Comme nous venons de le voir, le problème que nous posons est le croyant comme tel. Et plus précisément, ce qu’il y a d’abord de problématique en lui est qu’il adhère volontairement à quelque chose pris comme une certitude, alors même que cette dernière ne relève pas de la rationalité. La première question est de savoir de qui ou de quoi relève cette certitude constitutive de la croyance, si elle ne relève pas de la rationalité naturelle ? Nous allons le voir, c’est la divinité elle-même qui est au principe de la croyance chez le croyant :

« la révélation de Dieu [...] se fait grâce à une lumière intérieure et intelligible qui surélève l’âme jusqu’à la perception des vérités qu’elle serait incapable d’atteindre par la lumière naturelle de l’intelligence. De même que par la lumière naturelle l’intelligence acquiert la certitude des objets saisis dans cette lumière, tels les premiers principes, de même a-t-elle la certitude de ce qu’elle atteint grâce à la lumière surnaturelle. »

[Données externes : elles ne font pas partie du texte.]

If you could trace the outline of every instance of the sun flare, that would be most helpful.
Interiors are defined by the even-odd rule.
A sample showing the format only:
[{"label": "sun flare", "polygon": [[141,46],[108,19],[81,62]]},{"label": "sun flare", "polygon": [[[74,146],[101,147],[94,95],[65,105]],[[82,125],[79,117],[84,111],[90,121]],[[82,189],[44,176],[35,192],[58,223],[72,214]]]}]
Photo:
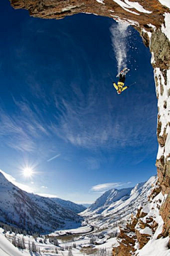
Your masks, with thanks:
[{"label": "sun flare", "polygon": [[23,176],[25,177],[31,177],[33,175],[33,169],[30,167],[25,167],[23,169]]}]

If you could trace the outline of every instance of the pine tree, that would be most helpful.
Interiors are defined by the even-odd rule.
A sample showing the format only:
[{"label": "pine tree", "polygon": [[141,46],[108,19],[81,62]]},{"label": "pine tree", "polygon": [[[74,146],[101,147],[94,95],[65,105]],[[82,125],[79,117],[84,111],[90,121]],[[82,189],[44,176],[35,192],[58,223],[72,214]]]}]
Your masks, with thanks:
[{"label": "pine tree", "polygon": [[36,252],[37,248],[36,248],[36,245],[35,245],[34,242],[32,242],[31,249],[32,249],[32,252]]},{"label": "pine tree", "polygon": [[29,250],[29,252],[31,252],[31,247],[30,247],[30,240],[28,241],[28,250]]},{"label": "pine tree", "polygon": [[70,247],[69,249],[68,256],[73,256],[73,254],[72,254],[72,248],[70,248]]},{"label": "pine tree", "polygon": [[12,244],[13,244],[13,245],[14,245],[15,247],[17,246],[16,235],[14,235],[14,237],[13,237],[13,239],[12,239]]}]

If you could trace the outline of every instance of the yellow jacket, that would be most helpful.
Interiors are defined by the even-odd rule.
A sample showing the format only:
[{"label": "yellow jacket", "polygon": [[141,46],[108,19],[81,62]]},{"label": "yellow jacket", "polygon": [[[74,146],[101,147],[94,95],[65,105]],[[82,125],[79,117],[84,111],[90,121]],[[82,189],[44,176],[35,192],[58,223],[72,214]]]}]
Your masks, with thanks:
[{"label": "yellow jacket", "polygon": [[113,82],[113,86],[117,91],[120,90],[121,92],[123,92],[125,90],[128,88],[128,86],[123,87],[124,85],[125,85],[124,82],[118,82],[118,85],[115,82]]}]

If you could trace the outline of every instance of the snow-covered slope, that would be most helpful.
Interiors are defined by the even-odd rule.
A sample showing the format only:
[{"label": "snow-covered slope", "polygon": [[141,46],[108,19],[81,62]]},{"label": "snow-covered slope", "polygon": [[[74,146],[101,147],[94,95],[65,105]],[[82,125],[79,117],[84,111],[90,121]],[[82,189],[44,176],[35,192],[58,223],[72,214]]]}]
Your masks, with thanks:
[{"label": "snow-covered slope", "polygon": [[0,195],[0,220],[23,229],[50,232],[80,221],[75,213],[50,198],[22,191],[1,172]]},{"label": "snow-covered slope", "polygon": [[79,205],[71,202],[69,201],[65,201],[58,198],[51,198],[53,201],[58,203],[60,206],[64,207],[66,209],[73,211],[74,213],[79,213],[84,210],[86,208],[84,206]]},{"label": "snow-covered slope", "polygon": [[137,184],[135,188],[110,189],[81,213],[81,215],[85,217],[89,223],[102,227],[123,220],[134,213],[140,205],[147,201],[156,181],[156,176],[152,176],[147,182]]}]

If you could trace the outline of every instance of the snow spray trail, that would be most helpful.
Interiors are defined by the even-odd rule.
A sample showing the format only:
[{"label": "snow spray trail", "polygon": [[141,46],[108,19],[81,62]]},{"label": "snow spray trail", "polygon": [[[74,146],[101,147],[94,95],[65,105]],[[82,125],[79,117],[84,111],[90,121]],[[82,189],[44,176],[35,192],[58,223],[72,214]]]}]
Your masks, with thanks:
[{"label": "snow spray trail", "polygon": [[110,31],[113,50],[118,63],[118,73],[126,68],[127,46],[126,38],[128,36],[127,28],[129,24],[126,22],[118,22],[113,24]]}]

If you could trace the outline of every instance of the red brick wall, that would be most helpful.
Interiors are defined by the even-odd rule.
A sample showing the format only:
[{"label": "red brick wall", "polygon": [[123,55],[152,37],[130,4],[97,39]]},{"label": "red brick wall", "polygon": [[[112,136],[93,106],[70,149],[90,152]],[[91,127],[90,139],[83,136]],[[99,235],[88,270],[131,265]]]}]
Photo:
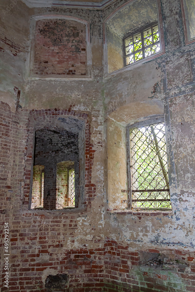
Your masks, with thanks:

Somme contre les gentils, chapitre CLIV, p.751.

 

Dans ce passage, la notion de lumière surnaturelle assure une double fonction constitutive de la croyance qui est en même temps une double justification purement théologique de la croyance comme telle : d’un part, elle met à la portée de l’âme humaine, par surélévation, les objets à croire (les « vérités »), en dévoilant leur co-existence et leur extrinséité vis-à-vis des vérités naturelles (les « premiers principes ») : cette extrinséité des vérités de foi, dont dépendent des concepts comme lumière surnaturelle, hors de la rationalité naturelle assure la pureté de leur justification théologique, c’est-à-dire que cette hétérogénéité à la raison naturelle rend cette dernière inapte à porter son jugement sur les choses de la foi. A proprement parler, la raison est ici mise hors jeu. D’autre part, elle est l’instance adéquate, ou milieu de propagation adéquate (pour reprendre le modèle de la vision), qui permet d’atteindre les objets à croire avec la certitude de ce qu’ils sont en eux-mêmes, des « vérités »-. Cependant cette notion de lumière surnaturelle pose problème : la « surnaturalité » de cette lumière fait qu’elle peut provenir du sujet de la croyance ; or nous avons défini le croyant comme sujet intentionnel, c’est-à-dire volontaire, d’une certitude non-rationnelle. Qu’est-ce qui permet alors de rendre logiquement compatible la nécessité de l’extériorité du principe de la lumière surnaturelle et celle que le sujet de la croyance soit le principe de l’acte de croire ?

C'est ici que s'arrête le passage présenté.